What drives the current activity now is that companies have been consistently looking over the last few years, nonstop, at efficiencies, how to do things better but more efficient. When a company is looking at efficiencies, whether in production or in distribution, the end result is usually a real estate transaction. The company goes through a study, and the end result is that they have too many buildings, or not enough buildings, or there’s modernization issues, or outsourcing to third-party logistics companies that allows the firm to take less space.
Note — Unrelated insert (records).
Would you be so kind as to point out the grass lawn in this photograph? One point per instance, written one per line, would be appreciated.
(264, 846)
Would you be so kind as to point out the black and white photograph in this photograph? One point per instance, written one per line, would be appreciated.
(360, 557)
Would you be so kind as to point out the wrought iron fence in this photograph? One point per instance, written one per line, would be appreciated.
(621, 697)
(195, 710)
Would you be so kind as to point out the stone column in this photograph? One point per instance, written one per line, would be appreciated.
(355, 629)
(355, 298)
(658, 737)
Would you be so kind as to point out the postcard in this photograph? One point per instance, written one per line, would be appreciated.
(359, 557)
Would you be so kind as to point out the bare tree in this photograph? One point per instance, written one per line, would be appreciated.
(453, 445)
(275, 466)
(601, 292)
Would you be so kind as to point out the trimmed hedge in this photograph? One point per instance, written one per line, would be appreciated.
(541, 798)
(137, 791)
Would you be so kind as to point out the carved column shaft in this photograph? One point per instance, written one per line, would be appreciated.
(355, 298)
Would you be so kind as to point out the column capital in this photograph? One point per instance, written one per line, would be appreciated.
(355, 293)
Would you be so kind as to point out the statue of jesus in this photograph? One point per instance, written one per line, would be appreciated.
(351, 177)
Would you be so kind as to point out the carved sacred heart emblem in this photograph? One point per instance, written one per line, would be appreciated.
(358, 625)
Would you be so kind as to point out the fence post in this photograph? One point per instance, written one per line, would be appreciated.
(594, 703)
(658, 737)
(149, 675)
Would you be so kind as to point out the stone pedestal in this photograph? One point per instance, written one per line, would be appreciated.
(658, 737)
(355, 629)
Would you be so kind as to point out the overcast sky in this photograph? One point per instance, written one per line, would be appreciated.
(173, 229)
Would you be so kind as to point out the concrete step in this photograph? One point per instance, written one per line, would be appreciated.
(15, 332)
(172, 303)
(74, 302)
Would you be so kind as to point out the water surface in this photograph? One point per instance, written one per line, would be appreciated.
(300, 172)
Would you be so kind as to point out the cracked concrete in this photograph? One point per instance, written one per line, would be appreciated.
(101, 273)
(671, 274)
The end result may be a real estate transaction, but not necessarily absorption.
Do you think we’ve seen the end of the one-million-square-foot-plus distribution building, at least for a few years?
Dieter: I think we will see continued large building development. You’re always more efficient under one roof vs. having multiple smaller buildings. When the world gets back to normal, I think you’ll see that trend again. There will be new development coming, but it’s going to be very targeted and finite development.
What do you see as the state of the industrial market next year?
Dieter: I’m cautiously optimistic. There’s been positive trends, exports and manufacturing continue to show growth, railroad shipments show growth, and companies appear to show growth in income statements. They appear to have cash in their companies. If there’s a confidence level that comes across nationally, companies will expand and move forward, and I see confidence written all over the state of affairs now. (credit globe st.)